Part (a) - Let the equality relation, x^2 + y^2 = z^2, be given and assume, x^n + y^n = z^n, is true. Factor, x^n + y^n = z^n, thus: x^n-2(x^2) + y^n-2(y^2) = z^n-2(z^2). Substituting equals-for-equals, (x^2 + y^2, for, z^2), we have, x^n-2(x^2) + y^n-2(y^2) = z^n-2(x^2 + y^2). Distributing, we get, x^n-2(x^2) + y^n-2(y^2) = z^n-2(x^2) + z^n-2(y^2). However, it is given that x and y are < z, making the left hand side of the equation ≠ to the right hand side of the equation. Therefore, x^n + y^n ≠ z^n.

Part (b) - Inversely, assume, x^n + y^n = z^n, and divide equals-by-equals thus: x^n/z^n-2 + y^n/z^n-2 = z^n/z^n-2 = z^2. Then the left hand side of the equation must be a member of the Set of two squares, rational and/or irrational, whose sum is equal to

z^2. However, by Part (a), any members of the Set such that x^2 + y^2 = z^2, results in the inequality, x^n + y^n ≠ z^n.
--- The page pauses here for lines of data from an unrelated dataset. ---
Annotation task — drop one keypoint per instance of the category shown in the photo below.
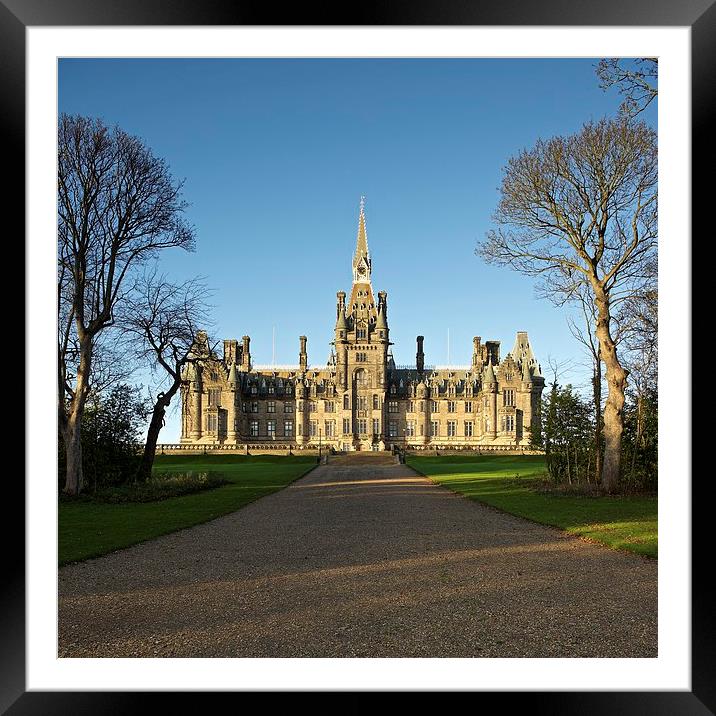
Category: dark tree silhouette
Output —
(118, 205)
(580, 213)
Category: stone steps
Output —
(363, 458)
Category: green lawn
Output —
(88, 529)
(628, 523)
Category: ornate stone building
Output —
(361, 400)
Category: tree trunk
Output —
(72, 425)
(144, 472)
(616, 382)
(597, 391)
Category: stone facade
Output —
(361, 400)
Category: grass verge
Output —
(509, 482)
(90, 529)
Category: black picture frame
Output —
(699, 15)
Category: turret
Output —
(476, 351)
(245, 354)
(303, 356)
(381, 323)
(341, 323)
(361, 258)
(526, 377)
(493, 352)
(230, 350)
(489, 379)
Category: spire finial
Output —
(361, 258)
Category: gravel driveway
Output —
(359, 561)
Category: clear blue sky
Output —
(276, 154)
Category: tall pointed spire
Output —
(361, 259)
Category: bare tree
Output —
(580, 212)
(636, 80)
(586, 335)
(117, 206)
(166, 320)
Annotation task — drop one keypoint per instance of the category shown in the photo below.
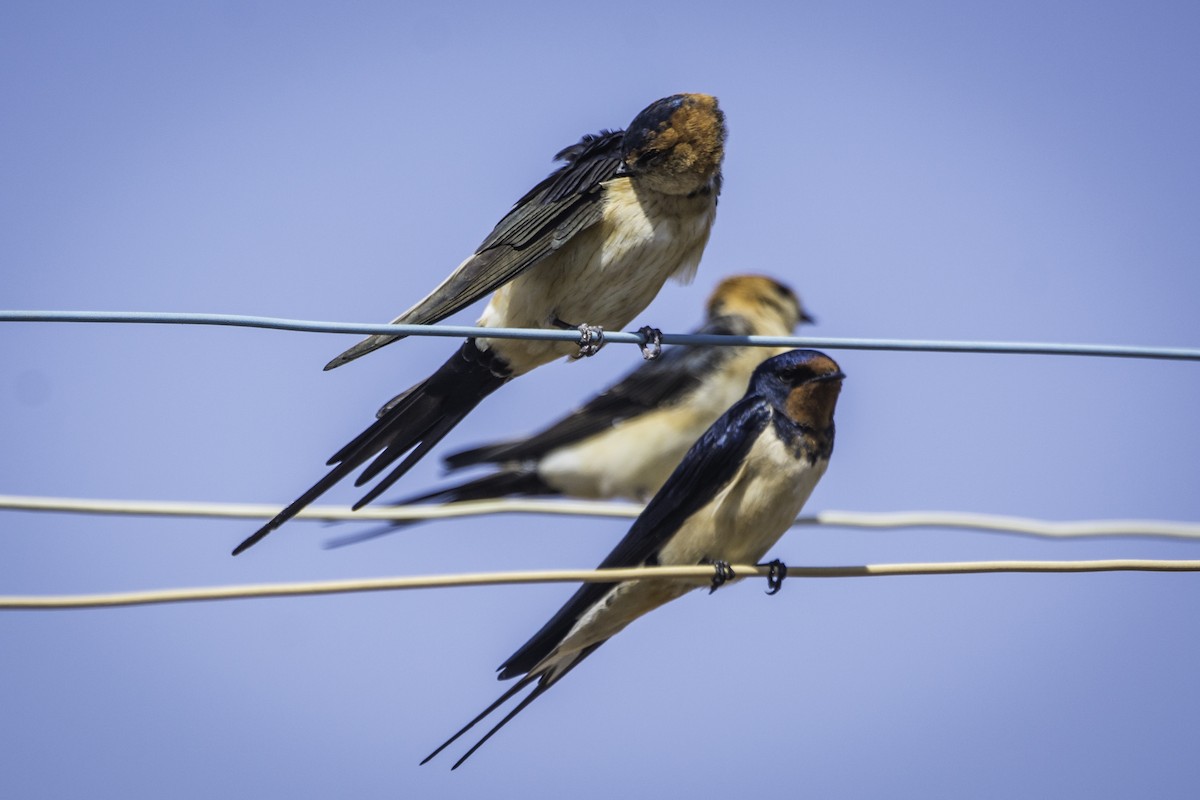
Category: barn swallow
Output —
(589, 246)
(625, 441)
(729, 501)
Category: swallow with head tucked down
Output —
(627, 440)
(589, 246)
(729, 501)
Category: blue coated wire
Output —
(623, 337)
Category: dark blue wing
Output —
(565, 203)
(711, 463)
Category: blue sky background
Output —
(931, 169)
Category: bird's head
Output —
(765, 302)
(676, 144)
(803, 384)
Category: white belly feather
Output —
(744, 521)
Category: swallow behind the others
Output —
(589, 246)
(729, 500)
(624, 441)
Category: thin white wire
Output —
(924, 346)
(702, 575)
(1008, 524)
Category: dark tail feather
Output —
(501, 701)
(484, 455)
(414, 421)
(521, 481)
(544, 683)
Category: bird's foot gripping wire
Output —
(591, 340)
(723, 573)
(775, 573)
(652, 342)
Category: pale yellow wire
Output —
(604, 509)
(702, 575)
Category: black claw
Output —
(652, 342)
(591, 340)
(723, 572)
(775, 575)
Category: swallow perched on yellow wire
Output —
(729, 501)
(588, 247)
(627, 440)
Consequently, whenever, x^2 + y^2 = z^2, then, x^n + y^n ≠ z^n, and FLT is true for Case 1.

Case 2: Let the inequality relation, x^2 + y^2 < z^2, be given and assume, x^n + y^n = z^n. Let x^2 + y^2 + u^2 = z^2, where, u^2 = z^2 - (x^2 + y^2), and let x^2 + y^2 = q^2 < z^2. Then, since q^2 < z^2, therefore, q^n < z^n. And since, x^2 + y^2 < q^2, then by Case 1, x^n + y^n < q^n. Therefore, we have, x^n + y^n < q^n < z^n, or, x^n + y^n < z^n. Consequently, whenever x^2 + y^2 < z^2, then, x^n + y^n ≠ z^n, and FLT is true for Case 2.

Case 3 - Let the inequality relation, x^2 + y^2 > z^2, be given and assume x^n + y^n = z^n. Let, x^2 + y^2 - u^2 = z^2, where, u^2 = (x^2 + y^2) - z^2. Then by the Trichotomy Law, x^n + y^n < = > z^n + u^n. If, x^n + y^n = z^n + u^n, then, x^n + y^n ≠ z^n. If, x^n + y^n < > z^n + u^n, then, by the Trichotomy Law, x^n + y^n < = >

z^n. If, x^n + y^n < > z^n, there is agreement with FLT. If we assume, x^n + y^n = z^n, then by Case 1 the assumption is false and, x^n + y^n ≠ z^n.

Consequently, FLT is true for Case 3.

Therefore, since Case 1, 2, and 3 exhaust all whole number possibilities, it has been shown what is necessary and sufficient to prove FLT, namely, x^n + y^n ≠ z^n, n>2, in whole numbers, is always true.

QED

willacaleb (LKS)